In the second installment of our blog series, David Gaines, English professor and Dylan expert (and superfan), answers the Dylan Questionnaire.

What was the first Dylan album you purchased? What’s your favorite? Your least favorite?

First album: The Freewheelin’ Bob Dylan in Grand Prairie, Texas at Wray’s Record Store in 1963. Favorite: Blood on the Tracks (and New York Sessions even more than what we got initially). Least favorite: Knocked Out Loaded (with the crucial exception of “Brownsville Girl”).

What’s Dylan song tops your personal playlist and why?

“Mr. Tambourine Man” for when I first heard it and every time I hear it. The penultimate stanza (Then take me disappearin’ through the smoke rings of my mind) is beautiful beyond description and some of his live harmonica outros to it are as well.

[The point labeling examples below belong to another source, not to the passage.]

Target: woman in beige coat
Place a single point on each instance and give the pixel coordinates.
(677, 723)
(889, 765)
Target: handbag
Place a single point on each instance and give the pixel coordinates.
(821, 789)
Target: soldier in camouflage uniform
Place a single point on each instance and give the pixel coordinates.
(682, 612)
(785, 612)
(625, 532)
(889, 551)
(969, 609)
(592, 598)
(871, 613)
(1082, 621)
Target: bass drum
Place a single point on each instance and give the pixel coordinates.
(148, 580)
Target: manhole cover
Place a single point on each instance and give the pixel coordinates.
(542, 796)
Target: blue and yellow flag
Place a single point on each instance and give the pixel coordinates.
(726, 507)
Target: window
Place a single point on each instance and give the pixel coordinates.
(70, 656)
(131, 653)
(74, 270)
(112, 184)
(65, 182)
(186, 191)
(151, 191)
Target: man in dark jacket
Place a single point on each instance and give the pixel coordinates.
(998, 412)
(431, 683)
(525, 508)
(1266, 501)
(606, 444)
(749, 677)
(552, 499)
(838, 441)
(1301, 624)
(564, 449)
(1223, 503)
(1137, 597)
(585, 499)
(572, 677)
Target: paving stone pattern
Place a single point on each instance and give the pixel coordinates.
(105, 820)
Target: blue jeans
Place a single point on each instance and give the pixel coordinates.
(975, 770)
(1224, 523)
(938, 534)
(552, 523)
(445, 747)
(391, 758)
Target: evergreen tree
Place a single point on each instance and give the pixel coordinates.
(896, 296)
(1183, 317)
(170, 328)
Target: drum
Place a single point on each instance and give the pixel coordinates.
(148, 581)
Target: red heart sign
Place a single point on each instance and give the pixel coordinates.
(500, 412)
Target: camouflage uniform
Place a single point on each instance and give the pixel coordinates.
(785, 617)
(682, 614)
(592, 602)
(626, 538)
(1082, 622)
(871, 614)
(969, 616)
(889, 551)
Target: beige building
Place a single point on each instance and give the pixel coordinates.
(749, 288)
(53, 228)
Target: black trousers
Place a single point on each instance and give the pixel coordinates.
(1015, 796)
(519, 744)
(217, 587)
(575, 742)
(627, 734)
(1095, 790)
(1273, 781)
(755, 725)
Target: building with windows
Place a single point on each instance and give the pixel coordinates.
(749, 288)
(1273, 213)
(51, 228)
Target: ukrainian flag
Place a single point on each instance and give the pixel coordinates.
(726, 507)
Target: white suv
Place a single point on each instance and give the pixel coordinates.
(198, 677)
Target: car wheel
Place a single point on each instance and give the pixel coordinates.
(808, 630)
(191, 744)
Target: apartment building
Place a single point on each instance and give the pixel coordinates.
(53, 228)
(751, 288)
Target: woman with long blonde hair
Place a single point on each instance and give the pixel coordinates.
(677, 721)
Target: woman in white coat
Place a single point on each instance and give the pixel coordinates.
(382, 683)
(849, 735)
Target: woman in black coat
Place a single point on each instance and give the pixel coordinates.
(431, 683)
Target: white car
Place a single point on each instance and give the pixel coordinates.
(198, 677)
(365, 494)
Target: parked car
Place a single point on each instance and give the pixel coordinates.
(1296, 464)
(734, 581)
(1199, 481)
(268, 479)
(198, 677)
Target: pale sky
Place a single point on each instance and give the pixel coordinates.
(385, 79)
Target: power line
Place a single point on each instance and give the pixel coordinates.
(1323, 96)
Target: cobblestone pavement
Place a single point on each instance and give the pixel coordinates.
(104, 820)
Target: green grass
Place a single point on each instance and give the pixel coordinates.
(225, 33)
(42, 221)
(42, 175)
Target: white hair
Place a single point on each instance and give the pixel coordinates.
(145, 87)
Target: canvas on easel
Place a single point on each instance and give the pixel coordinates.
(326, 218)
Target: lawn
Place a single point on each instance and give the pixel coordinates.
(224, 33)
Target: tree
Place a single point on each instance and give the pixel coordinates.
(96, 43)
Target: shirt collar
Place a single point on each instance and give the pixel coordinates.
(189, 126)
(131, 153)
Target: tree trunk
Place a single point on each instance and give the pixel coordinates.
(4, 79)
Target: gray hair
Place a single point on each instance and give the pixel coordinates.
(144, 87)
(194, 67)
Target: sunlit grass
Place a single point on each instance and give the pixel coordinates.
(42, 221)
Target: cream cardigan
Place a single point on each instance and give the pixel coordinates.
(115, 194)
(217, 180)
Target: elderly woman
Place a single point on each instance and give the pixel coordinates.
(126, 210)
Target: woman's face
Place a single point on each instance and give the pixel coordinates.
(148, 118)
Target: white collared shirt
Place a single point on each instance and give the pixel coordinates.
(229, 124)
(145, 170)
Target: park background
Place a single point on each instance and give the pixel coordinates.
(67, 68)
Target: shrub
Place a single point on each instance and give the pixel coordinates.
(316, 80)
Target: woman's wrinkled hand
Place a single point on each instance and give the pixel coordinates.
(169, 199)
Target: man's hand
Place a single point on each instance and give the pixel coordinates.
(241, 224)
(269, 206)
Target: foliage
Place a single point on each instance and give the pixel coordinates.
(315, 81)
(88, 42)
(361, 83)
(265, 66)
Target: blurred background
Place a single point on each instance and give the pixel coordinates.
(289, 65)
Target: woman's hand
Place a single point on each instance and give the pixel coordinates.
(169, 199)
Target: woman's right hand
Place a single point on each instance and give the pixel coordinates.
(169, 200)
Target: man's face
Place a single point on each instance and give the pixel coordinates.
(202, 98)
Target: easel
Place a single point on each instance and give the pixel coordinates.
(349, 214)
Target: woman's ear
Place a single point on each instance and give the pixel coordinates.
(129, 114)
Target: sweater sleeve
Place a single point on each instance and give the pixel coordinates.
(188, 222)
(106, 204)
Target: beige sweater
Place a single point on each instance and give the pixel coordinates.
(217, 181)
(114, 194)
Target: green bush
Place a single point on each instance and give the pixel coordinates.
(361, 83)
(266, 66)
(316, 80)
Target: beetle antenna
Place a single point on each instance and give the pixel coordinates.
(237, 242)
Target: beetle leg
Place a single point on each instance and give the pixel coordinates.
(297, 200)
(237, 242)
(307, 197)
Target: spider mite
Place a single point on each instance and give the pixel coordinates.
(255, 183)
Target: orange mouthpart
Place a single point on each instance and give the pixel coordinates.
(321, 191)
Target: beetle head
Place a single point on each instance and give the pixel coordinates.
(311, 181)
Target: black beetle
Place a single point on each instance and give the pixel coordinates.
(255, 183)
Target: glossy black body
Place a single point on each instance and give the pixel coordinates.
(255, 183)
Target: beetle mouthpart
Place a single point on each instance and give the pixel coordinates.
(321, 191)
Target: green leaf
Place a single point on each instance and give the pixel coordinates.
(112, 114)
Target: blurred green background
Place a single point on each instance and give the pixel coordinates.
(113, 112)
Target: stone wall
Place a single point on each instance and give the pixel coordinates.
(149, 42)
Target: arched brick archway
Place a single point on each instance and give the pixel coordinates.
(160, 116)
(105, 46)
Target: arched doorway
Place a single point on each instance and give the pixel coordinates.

How many Dylan concerts have you attended? Describe the performance you found most memorable.

I’ve seen Dylan a little over a dozen times over forty plus years. His performance in Grand Prairie in 2012 (the night after seeing Leonard Cohen in Austin) was particularly resonant for me because (1) the performance was less than five miles from where I grew up listening to Dylan in Wray’s and on the radio and (2) we were right at the stage when he turned in our general direction and adlibbed and that’s a long time right after the line the next sixty seconds can feel like eternity in “Things Have Changed.” Sitting at his white piano and sort of looking our way, he grinned as if he was indeed pleased with the moment.

In no more than 100 words, describe why Dylan matters.

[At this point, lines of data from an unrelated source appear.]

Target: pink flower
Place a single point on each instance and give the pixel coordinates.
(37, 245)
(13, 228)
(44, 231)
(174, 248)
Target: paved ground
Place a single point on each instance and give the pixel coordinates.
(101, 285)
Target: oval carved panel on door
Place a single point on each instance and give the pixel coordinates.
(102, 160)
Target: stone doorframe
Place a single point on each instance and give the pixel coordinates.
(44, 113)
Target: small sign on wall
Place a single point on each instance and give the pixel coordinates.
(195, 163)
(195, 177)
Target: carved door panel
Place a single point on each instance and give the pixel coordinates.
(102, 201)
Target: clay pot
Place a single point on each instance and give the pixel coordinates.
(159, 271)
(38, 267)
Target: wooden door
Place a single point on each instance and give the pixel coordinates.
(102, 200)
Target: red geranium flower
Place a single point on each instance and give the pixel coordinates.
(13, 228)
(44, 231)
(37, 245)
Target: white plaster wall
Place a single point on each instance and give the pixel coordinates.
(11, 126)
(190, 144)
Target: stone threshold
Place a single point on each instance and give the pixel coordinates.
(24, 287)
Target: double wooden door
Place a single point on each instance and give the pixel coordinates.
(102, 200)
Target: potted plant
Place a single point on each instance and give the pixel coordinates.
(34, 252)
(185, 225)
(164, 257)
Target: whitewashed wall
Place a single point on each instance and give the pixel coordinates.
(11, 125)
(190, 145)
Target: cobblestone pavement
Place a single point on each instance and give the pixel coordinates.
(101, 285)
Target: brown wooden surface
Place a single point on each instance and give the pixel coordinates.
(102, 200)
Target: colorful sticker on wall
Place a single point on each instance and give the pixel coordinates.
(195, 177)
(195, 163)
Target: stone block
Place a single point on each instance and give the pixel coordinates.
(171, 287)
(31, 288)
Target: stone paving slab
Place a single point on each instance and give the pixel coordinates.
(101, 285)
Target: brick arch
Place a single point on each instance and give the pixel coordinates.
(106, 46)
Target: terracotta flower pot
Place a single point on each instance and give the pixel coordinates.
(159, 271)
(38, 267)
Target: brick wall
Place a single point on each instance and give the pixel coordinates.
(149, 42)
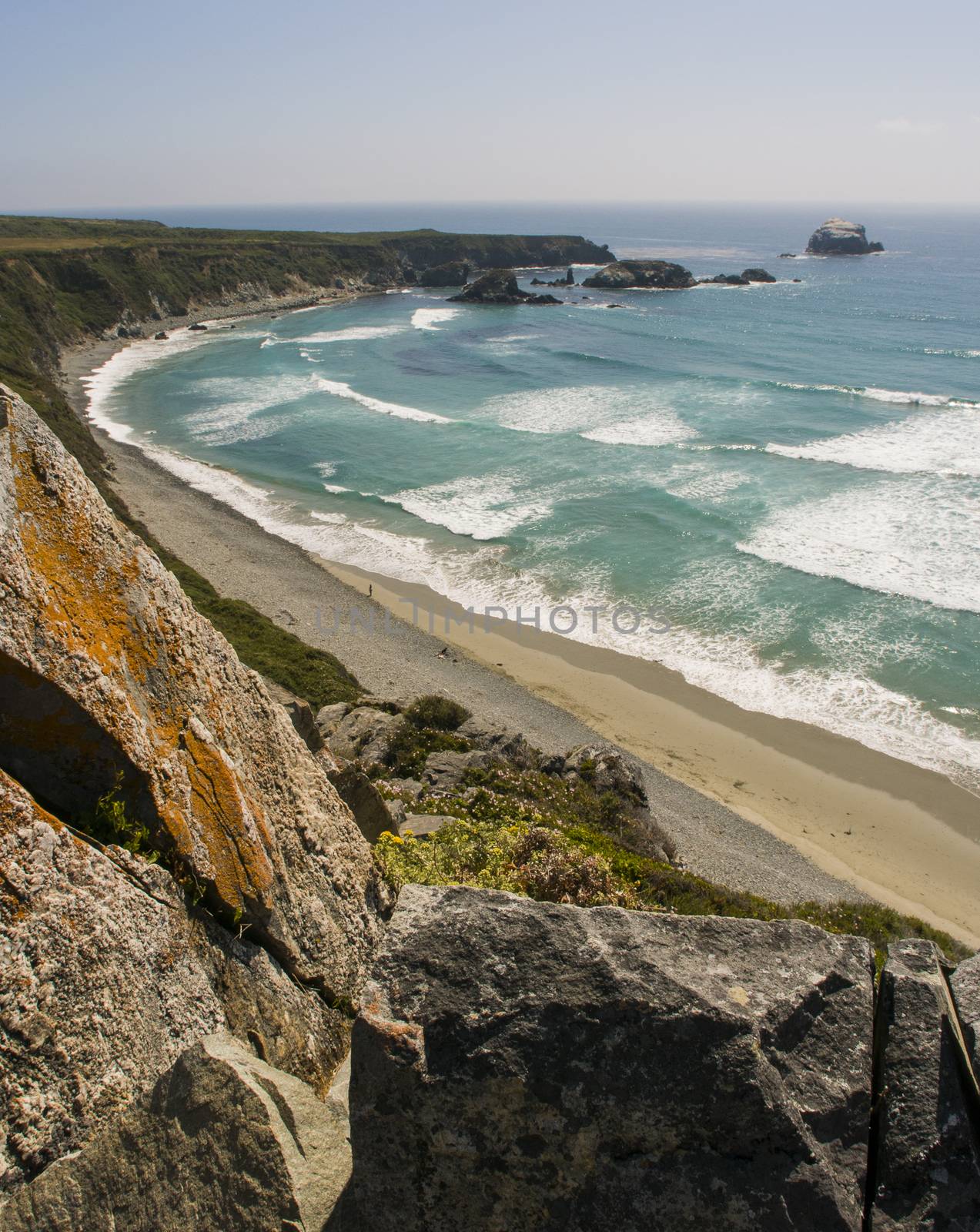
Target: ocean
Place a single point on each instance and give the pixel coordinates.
(783, 480)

Dylan has given us much of the soundtrack of the last fifty years. His lyrics that pop up on Tiananmen Square and Madison Avenue as well as in judicial decisions and sports broadcasts. His music provides ways into conversations about art, politics, love, faith, and creativity. Dylan’s work has run through my closest relationships in and out of classrooms and cars, houses and bars. It reminds us of what matters and endures. Our lives are richer for his mind, heart, humor, and courage.

David Gaines is Professor of English and Director of Fellowships and Scholarships at Southwestern University in Georgetown, Texas. He has received numerous teaching and advising awards in his thirty-year career. Author of In Dylan Town: A Fan’s Life (University of Iowa Press, 2015) and articles for a wide variety of publications ranging from The Chronicle of Higher Education and The Boston Globe to Texas Monthly and Dylan fanzines Montague Street and The Bridge, he is currently working on a project about Dylan’sTheme Time Radio Hour as well as a history of 630 acres in the Texas Hill Country. His thoughts on Dylan’s reception of the Nobel Prize were broadcast on Al Jazeera, National Public Radio, and the official SVT documentary. His wife Norma and all four of their children are Dylan fans of varying degrees. And the first song his newborn granddaughter Willow heard three weeks ago was Dylan’s version of “Froggy Went a Courtin’.”